Bearing in mind my scanf(%d %d %d %d"....)
Cheers.
I would read one value at a time with a counter and check whether a number is larger than 9, 99 or 999 to check for multiple digits. If you do, extract each digit with division and increase your counter for each digit.
You could check the return value of your scanf() to make sure it matches, and then validate that the values are between 0 and 9 after you receive them. Like so:
int vars[4];
if (scanf("%d %d %d %d", vars[0], vars[1], vars[2], vars[3]) != 4) {
// error
}
Then check each variable for being in range:
for (int i = 0; i < 4; i++) {
if (vars[i] < 0 || vars[i] > 9) {
// error
}
}
I'd just avoid scanf(). If each integer is just a single digit, something like the following would probably work:
int vars[4];
for (int i = 0; i < 4;) {
int c = getchar();
if (isdigit(c)) {
vars[i++] = c - '0';
} else if (!isspace(c)) {
// error
break;
}
}
The above does of course assume that the digits are '0' to '9' and have increasing, sequential values... and are each represented by a single char -- but those are probably safe assumptions.
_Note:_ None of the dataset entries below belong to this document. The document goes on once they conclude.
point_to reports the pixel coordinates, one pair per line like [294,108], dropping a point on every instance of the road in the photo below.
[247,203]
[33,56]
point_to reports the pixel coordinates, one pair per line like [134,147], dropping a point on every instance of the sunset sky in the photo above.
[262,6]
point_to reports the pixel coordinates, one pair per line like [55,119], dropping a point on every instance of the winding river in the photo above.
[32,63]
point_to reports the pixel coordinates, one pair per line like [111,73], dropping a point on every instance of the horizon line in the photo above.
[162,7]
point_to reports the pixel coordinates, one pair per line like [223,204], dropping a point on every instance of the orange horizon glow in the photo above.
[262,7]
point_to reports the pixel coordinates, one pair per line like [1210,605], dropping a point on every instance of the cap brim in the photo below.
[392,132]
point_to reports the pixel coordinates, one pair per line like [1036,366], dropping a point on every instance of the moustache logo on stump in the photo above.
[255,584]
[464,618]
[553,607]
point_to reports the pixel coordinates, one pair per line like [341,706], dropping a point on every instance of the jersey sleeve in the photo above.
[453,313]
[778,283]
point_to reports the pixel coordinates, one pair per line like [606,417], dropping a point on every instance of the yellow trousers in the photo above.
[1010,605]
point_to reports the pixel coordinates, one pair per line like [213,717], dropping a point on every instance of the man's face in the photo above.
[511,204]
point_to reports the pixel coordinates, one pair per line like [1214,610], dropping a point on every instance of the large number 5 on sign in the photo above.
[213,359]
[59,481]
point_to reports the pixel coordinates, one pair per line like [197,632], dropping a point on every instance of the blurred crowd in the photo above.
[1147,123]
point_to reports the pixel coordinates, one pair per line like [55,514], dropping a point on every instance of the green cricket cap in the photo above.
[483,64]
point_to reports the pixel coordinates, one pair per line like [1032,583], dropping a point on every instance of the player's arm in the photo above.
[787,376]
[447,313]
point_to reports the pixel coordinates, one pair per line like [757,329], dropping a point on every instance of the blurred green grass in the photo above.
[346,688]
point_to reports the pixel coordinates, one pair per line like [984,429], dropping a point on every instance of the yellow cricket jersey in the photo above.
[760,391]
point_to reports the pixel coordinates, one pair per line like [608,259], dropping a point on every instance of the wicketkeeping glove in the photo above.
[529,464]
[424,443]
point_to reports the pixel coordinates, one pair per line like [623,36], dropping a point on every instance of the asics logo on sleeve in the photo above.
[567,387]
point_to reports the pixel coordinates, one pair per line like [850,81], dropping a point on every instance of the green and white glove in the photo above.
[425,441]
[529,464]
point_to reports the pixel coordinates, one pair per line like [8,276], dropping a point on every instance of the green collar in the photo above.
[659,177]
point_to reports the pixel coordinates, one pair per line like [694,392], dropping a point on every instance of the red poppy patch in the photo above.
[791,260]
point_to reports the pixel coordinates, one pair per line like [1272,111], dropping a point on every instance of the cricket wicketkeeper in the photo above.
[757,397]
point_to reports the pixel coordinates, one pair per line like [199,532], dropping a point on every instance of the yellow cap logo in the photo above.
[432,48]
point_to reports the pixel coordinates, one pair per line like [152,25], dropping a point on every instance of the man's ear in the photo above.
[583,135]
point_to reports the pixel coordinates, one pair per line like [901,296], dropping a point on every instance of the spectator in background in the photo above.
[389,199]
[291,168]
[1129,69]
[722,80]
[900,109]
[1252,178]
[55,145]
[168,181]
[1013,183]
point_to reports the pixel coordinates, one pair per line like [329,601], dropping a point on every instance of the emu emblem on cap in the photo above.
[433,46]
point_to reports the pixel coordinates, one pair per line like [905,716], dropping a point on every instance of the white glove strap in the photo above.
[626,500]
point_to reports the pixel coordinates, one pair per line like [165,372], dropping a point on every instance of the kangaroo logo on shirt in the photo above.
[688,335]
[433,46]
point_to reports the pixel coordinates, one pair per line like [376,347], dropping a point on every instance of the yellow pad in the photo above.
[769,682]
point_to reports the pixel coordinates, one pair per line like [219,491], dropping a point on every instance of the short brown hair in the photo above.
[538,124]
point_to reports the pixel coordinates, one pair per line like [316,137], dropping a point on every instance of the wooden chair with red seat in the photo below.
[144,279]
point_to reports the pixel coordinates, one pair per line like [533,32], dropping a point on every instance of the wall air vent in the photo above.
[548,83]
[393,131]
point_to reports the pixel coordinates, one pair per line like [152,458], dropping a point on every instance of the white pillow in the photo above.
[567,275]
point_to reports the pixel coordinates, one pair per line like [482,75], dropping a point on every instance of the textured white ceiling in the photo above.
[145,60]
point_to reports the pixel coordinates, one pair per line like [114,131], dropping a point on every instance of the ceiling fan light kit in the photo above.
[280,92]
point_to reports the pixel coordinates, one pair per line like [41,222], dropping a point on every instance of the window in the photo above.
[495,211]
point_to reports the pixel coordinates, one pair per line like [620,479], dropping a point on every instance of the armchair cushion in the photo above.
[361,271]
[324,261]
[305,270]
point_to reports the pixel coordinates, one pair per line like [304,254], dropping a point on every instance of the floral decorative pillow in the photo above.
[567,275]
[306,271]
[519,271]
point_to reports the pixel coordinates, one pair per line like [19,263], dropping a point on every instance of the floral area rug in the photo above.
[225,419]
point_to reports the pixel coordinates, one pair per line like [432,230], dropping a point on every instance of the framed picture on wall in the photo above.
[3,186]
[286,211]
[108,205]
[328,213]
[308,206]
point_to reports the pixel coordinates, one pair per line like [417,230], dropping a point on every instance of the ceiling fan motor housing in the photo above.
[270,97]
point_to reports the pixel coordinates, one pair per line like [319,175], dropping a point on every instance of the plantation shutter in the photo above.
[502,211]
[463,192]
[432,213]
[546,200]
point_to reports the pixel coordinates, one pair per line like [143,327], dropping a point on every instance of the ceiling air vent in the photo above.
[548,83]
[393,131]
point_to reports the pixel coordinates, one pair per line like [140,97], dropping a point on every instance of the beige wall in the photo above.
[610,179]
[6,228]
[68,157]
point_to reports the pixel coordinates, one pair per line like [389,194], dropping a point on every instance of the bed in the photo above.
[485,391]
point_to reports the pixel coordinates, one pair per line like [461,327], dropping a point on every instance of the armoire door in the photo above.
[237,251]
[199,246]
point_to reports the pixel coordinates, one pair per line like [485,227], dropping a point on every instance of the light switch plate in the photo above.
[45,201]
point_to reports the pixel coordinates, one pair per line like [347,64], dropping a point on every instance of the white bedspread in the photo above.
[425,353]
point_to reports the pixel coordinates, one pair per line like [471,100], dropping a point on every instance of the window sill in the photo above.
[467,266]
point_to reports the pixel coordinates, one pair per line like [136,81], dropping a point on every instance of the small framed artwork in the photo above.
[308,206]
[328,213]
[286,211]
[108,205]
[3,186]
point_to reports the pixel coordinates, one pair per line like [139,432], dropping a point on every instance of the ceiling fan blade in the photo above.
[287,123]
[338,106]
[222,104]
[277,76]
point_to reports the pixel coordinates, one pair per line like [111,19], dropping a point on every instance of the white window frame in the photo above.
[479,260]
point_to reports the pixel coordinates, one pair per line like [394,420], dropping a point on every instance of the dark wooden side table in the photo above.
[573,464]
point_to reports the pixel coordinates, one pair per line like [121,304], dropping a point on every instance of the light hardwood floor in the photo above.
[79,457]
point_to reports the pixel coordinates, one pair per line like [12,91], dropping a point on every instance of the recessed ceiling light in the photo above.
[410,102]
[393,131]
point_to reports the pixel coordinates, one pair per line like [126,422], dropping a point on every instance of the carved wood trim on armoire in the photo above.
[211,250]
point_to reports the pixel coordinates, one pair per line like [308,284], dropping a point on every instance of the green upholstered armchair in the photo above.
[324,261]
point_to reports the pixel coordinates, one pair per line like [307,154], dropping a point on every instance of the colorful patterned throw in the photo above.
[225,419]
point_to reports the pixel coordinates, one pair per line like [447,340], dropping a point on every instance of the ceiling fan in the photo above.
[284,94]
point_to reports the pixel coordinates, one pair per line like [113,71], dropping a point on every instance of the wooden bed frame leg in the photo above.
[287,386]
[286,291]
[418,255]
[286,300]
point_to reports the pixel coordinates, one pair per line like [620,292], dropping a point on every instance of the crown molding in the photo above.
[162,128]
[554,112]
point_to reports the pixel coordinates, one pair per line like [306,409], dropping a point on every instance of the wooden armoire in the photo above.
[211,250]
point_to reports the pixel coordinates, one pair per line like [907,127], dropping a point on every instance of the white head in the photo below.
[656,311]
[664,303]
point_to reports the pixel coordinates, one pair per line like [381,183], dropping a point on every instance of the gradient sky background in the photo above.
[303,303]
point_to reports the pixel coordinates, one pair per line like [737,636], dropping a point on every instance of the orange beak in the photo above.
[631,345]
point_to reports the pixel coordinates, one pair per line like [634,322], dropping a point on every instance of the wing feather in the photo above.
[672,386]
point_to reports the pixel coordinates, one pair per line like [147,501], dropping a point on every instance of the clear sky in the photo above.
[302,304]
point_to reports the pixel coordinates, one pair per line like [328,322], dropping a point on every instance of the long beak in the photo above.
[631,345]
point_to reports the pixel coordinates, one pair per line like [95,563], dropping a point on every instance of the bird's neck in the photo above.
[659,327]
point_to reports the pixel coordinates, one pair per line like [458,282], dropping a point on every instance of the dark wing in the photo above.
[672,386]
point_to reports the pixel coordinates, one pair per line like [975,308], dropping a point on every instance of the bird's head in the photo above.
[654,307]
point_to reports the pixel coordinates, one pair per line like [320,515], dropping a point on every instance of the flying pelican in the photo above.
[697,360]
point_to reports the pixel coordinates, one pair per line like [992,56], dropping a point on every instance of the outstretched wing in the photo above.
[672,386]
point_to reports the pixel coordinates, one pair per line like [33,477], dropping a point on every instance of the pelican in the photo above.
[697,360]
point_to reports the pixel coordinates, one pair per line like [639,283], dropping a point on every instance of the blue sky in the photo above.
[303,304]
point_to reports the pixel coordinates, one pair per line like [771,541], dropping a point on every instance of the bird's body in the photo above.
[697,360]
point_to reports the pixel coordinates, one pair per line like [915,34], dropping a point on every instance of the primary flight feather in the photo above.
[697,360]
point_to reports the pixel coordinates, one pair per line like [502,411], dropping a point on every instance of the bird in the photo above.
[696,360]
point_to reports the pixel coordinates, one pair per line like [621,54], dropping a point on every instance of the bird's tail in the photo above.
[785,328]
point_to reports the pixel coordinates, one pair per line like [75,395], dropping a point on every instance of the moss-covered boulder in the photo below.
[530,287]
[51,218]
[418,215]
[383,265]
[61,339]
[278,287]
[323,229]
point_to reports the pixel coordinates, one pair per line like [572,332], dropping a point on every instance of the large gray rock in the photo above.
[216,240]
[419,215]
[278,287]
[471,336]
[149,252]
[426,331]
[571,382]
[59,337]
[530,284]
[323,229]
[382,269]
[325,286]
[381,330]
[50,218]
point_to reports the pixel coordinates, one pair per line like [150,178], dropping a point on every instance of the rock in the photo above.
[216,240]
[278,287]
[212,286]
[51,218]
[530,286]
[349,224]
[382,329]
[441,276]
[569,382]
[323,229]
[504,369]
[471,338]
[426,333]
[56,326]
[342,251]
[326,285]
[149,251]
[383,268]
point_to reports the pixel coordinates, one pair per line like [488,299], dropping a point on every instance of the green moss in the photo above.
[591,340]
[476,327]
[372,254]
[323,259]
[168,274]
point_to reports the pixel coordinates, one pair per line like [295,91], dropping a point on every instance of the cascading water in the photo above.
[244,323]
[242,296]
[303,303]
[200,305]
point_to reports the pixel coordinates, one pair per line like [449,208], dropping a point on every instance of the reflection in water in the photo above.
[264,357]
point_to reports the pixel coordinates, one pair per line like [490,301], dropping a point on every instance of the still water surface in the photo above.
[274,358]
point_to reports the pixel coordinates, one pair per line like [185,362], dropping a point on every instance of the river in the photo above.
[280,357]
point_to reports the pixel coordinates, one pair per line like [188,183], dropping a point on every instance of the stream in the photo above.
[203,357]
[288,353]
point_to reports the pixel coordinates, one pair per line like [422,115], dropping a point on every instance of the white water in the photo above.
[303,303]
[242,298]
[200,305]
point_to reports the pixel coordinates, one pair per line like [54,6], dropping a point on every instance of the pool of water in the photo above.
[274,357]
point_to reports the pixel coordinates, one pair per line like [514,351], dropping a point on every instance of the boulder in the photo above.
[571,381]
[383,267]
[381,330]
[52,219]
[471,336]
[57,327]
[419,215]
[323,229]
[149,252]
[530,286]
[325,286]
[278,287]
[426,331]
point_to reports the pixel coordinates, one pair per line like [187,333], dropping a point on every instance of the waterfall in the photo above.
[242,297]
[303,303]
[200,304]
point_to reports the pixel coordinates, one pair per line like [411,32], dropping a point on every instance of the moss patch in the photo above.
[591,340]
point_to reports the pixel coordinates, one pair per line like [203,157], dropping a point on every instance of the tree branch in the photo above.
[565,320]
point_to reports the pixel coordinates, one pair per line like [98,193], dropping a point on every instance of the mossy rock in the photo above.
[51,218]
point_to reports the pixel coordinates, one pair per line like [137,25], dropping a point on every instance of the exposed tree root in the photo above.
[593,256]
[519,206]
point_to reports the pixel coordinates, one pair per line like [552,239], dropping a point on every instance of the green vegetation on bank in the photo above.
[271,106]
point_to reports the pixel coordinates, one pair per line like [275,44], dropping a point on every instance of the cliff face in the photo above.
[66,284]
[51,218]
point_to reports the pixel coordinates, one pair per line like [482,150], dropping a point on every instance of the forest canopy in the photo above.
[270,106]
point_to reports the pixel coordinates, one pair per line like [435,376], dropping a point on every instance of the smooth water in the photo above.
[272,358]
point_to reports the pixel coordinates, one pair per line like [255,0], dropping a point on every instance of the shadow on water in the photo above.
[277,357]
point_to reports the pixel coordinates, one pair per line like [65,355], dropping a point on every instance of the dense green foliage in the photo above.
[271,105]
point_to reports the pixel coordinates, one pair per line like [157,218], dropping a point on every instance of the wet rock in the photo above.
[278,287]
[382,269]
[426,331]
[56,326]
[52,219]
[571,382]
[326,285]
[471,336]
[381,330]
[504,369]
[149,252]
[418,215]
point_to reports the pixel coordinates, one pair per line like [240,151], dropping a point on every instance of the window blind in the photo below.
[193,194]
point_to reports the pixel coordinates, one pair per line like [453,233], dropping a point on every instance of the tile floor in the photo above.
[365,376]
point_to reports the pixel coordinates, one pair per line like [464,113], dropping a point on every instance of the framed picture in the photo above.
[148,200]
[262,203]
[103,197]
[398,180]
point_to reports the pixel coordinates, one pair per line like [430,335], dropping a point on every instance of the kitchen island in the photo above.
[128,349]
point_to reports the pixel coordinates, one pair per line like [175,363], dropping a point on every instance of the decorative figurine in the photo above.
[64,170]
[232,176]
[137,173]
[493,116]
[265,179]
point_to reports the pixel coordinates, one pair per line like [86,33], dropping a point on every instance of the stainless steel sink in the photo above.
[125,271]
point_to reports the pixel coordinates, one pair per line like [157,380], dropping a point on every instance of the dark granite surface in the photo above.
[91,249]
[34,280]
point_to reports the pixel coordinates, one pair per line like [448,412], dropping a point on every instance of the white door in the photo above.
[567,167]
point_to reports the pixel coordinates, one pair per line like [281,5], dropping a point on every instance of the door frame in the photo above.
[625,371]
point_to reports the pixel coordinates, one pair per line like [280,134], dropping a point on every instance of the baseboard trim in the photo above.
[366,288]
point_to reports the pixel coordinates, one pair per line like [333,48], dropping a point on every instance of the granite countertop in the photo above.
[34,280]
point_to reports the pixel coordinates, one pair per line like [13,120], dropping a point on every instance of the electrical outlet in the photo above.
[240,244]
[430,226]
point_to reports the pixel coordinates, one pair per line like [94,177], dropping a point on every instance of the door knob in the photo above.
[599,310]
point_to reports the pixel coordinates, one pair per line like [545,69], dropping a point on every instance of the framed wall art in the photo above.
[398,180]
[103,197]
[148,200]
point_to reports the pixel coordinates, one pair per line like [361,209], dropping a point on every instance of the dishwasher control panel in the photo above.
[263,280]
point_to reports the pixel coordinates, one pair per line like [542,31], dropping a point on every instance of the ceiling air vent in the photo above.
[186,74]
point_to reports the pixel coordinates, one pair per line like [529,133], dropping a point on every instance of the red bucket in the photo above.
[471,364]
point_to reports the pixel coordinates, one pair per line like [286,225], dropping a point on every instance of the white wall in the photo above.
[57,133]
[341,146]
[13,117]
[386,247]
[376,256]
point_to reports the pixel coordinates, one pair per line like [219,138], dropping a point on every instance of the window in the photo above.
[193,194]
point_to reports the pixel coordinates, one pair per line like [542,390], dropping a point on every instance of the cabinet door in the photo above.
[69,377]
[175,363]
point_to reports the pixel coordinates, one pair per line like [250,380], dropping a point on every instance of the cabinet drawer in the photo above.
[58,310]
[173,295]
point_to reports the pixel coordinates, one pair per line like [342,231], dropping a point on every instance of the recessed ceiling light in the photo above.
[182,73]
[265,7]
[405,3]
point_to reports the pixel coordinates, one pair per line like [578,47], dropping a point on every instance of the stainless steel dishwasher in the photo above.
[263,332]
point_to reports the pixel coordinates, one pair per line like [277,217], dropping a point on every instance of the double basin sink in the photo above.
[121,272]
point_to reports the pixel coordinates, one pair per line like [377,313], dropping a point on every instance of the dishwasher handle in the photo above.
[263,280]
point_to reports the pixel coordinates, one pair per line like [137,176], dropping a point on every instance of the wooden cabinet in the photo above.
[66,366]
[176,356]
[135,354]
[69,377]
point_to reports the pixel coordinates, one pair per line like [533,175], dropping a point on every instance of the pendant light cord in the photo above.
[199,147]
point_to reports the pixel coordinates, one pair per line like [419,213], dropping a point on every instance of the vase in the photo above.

While scanf reads after the enter button is pressed, it might be easier to read the line as a string and then try to analyze it. You can correct your input with backspace etc. on a fully featured terminal, so it's a bit more comfortable for user than getchar.
We look for single digits only, is that right?
Maybe something like:
char buffer[SOMECOUNT];
int digits[4];
int read, i;
scanf("%s", buffer);
for(int i = 0; i < strnlen(buffer, SOMECOUNT); ++i)
{
if( read >= 4 )
break;
if( isdigit(buffer[i]) )
{
digits[read] = buffer[i] - '0';
read++;
}
}
if ( read < 4 )
printf(error...);
Of course, this SOMECOUNT constant makes the solution a bit fragile for nasty input, so you may want to use the limit: scanf("%20s",buffer) or even construct the format string to include SOMECOUNT.